Chapter Two.

“My word! How she does go!” cried Aleck, a short time later. For he had stepped the mast, hooked on the little rudder, and hoisted the sail, the latter filling at once with the breeze which, coming from the sea, struck the bold perpendicular rock face and glanced off again, to catch the boat right astern. One minute it was racing along almost on an even keel; then, like a young horse, it seemed to take the bit in its teeth as it careened over more and more and made the water foam beneath the bows.

Away to Aleck’s left was the dazzling stretch of ocean, to his right the cliffs with the stack rocks and a glimpse of the whitewashed group of cottages locally known as Eilygugg, from their overlooking the great isolated, skittle-like, inaccessible stack rocks chosen by those rather rare birds the little auks for their nesting-place year after year.

On and on sped the boat past the precipitous cliffs, which, with the promontory-like point ahead, were the destruction of many a brave vessel in the stormy times; and an inexperienced watcher from the shore would often have suffered from that peculiar sensation known as having the heart in the mouth on seeing the boat careen over before some extra strong puff of wind, till it seemed as if the next moment the sail would be flat on the water while the little vessel filled and went down.

But many years of teaching by the fishermen and Tom Bodger, the wooden-legged old man-o’-war’s man of Rockabie, had made Aleck, young though he was, an expert manager of a fore and aft sailing boat, and the boy sat fast, rudder in one hand, sheet in the other, ready at the right moment to ease off the rope and by a dexterous touch at the rudder to lessen the pressure upon the canvas so that the boat rose again and raced onward till the great promontory ahead was passed. In due time the land sheltered the young navigator, and he glided swiftly into the little harbour of the fishing town, whose roughly-formed pier curved round like a crescent moon to protect the little fleet of fishing-boats, whose crews leaned over the cliff rail masticating tobacco and gazing out to sea, as they rested from the past night’s labour, and talked in a low monotonous growl about the wind and the prospects of the night to come.

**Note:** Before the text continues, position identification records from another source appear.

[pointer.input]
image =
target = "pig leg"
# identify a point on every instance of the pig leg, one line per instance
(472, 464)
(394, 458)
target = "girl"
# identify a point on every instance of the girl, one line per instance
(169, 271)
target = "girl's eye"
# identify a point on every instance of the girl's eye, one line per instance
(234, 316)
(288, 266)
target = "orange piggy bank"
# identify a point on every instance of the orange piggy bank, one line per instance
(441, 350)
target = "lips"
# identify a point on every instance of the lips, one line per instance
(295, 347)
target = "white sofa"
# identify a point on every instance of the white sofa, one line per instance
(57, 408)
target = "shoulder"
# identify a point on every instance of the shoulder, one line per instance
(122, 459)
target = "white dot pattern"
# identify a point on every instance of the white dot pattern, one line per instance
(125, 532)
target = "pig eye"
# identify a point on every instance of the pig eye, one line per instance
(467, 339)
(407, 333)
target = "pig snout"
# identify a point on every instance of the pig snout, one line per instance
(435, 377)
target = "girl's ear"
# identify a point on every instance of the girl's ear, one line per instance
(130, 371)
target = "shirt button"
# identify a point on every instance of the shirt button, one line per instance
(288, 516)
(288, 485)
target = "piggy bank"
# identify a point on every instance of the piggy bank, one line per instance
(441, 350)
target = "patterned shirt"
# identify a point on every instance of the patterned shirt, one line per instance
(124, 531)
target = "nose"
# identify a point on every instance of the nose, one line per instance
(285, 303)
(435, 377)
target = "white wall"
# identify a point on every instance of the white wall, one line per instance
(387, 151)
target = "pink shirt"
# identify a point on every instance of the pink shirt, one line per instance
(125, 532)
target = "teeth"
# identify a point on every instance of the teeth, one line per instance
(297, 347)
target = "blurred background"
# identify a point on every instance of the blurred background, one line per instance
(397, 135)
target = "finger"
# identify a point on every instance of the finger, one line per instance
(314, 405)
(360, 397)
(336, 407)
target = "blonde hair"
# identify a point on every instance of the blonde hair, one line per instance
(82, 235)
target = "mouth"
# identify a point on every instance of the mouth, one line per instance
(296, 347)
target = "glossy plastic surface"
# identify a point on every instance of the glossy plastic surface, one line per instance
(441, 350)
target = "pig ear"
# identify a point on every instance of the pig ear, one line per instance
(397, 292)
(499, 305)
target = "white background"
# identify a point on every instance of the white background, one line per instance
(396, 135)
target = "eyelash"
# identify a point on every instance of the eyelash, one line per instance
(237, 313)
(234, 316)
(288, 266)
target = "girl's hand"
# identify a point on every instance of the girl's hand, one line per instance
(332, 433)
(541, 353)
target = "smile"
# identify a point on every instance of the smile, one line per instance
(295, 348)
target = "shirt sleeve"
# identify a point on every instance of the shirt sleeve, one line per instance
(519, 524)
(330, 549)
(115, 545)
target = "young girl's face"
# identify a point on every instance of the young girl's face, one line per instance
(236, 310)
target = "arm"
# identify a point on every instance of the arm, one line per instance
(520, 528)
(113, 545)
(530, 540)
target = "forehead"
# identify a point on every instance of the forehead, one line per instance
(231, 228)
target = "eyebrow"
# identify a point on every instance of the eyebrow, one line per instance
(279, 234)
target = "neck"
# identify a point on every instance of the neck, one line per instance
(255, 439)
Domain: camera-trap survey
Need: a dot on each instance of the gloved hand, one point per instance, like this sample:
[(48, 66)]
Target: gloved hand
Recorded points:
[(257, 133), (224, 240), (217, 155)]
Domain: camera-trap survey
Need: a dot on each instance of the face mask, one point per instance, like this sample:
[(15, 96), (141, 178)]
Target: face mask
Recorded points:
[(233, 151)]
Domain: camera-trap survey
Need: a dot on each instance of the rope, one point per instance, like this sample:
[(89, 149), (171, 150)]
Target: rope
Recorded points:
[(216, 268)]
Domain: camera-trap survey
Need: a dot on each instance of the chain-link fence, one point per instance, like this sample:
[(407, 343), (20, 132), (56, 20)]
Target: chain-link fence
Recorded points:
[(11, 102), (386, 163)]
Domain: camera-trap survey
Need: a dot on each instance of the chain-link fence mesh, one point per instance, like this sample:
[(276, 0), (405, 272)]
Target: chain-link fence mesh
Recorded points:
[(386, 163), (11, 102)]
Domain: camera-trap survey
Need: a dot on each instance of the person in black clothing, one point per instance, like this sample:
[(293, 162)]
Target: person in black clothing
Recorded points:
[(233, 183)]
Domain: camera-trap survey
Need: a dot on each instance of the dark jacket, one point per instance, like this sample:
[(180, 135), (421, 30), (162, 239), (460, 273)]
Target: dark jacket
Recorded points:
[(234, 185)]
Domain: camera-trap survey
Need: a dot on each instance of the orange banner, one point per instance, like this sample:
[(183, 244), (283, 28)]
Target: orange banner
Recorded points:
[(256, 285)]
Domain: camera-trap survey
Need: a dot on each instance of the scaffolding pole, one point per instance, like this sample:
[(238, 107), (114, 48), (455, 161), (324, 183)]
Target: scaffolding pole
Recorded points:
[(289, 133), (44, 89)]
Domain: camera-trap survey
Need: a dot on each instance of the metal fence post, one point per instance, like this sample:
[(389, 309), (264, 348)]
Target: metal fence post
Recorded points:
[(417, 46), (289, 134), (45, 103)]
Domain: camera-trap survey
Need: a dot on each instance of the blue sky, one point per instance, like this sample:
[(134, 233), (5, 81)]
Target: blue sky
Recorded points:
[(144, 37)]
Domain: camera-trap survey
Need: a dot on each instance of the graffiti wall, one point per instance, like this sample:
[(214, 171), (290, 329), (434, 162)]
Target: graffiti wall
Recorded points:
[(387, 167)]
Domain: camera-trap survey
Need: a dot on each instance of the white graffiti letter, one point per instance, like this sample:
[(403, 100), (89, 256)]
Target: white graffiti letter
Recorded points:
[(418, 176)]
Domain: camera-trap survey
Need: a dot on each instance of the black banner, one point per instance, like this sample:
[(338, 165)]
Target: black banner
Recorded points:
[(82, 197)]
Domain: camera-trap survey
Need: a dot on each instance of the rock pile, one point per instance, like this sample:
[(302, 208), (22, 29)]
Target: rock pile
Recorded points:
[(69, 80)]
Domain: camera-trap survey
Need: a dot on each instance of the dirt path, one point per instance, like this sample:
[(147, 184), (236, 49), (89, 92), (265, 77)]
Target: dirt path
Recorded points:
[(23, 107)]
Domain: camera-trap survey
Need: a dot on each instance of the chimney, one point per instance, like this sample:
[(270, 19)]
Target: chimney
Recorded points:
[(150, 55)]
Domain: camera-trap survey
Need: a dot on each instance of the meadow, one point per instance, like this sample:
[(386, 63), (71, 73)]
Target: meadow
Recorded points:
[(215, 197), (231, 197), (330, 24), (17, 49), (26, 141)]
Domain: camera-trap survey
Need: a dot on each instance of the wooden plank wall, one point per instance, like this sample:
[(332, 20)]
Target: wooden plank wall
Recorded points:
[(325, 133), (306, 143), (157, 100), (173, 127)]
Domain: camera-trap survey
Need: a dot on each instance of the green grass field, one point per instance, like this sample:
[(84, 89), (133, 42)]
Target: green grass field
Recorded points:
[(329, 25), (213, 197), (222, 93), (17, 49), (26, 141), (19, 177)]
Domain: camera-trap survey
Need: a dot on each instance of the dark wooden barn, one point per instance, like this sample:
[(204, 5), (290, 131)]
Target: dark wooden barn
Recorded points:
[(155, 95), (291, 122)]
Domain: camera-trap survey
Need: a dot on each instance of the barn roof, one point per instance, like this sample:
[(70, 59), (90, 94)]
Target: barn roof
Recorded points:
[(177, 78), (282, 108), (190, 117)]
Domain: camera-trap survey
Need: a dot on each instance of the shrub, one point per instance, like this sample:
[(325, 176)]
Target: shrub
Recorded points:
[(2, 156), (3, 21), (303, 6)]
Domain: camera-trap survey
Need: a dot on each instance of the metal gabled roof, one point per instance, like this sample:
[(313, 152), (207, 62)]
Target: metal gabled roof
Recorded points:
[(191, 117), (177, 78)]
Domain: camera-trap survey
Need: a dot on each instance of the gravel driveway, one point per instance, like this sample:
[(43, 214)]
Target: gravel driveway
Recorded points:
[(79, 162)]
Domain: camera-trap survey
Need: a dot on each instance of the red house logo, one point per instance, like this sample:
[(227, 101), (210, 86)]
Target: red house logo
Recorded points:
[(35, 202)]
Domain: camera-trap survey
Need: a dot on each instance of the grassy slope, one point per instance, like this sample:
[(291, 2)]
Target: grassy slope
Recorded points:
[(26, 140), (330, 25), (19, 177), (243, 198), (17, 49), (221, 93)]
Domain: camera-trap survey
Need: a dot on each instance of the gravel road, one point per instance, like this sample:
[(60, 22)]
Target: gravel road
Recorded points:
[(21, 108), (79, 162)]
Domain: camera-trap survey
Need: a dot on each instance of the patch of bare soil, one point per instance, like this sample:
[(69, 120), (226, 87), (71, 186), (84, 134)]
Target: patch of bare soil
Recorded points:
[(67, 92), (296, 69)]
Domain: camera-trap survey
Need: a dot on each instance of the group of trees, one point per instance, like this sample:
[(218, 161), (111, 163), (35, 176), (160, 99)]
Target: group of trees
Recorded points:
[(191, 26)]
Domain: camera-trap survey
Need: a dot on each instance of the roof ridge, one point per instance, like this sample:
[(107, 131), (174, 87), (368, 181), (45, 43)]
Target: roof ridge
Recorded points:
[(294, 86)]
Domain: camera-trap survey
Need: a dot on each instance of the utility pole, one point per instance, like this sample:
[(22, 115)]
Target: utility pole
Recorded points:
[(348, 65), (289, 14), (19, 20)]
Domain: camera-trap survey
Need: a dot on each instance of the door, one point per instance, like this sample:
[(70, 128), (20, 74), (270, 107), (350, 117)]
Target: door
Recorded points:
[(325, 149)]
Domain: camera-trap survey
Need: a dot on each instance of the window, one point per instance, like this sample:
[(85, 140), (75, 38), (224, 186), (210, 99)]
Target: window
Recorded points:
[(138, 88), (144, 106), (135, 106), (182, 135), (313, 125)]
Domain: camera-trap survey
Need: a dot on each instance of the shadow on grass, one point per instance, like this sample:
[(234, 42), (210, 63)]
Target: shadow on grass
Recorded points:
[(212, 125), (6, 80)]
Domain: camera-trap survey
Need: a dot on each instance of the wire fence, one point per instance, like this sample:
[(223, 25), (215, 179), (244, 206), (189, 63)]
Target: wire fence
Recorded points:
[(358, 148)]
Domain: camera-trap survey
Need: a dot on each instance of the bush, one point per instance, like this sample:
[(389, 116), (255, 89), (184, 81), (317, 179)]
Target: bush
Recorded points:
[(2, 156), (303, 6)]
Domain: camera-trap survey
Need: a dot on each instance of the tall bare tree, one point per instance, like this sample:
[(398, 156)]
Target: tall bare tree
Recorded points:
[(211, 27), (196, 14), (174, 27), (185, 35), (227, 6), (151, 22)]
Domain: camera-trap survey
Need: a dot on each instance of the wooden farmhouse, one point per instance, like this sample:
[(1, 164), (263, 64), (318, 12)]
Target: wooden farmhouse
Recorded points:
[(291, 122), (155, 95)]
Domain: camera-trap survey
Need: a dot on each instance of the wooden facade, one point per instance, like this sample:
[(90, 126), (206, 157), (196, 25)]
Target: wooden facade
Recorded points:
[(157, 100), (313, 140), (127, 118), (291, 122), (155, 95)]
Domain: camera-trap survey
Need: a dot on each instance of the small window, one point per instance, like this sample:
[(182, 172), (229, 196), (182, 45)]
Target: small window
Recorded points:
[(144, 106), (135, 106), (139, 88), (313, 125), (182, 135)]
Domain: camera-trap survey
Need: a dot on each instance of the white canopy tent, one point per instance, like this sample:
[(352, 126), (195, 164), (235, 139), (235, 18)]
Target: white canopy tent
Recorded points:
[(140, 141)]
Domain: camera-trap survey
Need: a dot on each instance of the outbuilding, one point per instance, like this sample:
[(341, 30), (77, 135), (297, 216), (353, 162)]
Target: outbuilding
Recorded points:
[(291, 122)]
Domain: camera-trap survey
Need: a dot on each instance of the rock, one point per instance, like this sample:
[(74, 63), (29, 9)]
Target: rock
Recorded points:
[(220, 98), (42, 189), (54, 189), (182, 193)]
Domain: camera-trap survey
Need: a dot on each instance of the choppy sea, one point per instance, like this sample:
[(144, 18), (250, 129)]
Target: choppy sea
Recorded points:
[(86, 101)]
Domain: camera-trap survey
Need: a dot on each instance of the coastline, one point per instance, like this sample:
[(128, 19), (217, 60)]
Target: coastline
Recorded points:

Rockabie was a prolific place, as far as boys were concerned. There were doubtless girls to balance them, but the girls were busy at home, while the boys swarmed upon the pier, where they led a charmed life; for though one of them was crowded, or scuffled, or pushed off every day into deep water, when quarrelling, playing, or getting into someone’s way when the fish were landed, they seemed as if formed of cork or bladder and wind instead of flesh and blood, for they always came up again, to be pulled out by the rope thrown, or hooked out by a hitcher, if they did not swim round to the rough steps or to the shore. Not one was ever known to be drowned—that was the fate of the full-grown who went out in smack or lugger to sea.

The sight of Aleck Donne’s boat coming round the point caused a rush on the part of the boys down to the pier and drew the attention of the fishermen up on the cliff as well. But these latter did not stir, only growled out something about the cap’n’s boat from the Den. One man only made the comment that the sail wanted “tannin’ agen,” and that was all.

But the boys were interested and busy as they swarmed to the edge of the unprotected pier, along which they sat and stood as closely as the upright puffins in their white waistcoats standing in rows along the ledges that towered up above the point. For everybody knew everybody there for miles round, and every boat as well.

There was a good deal of grinning and chattering going on as the boat neared, especially from one old fisherman who lived inside a huge pair of very stiff trousers, these coming right up to his arm-pits, so that only a very short pair of braces, a scrap of blue shirt, and a woollen night-cap were required to complete his costume.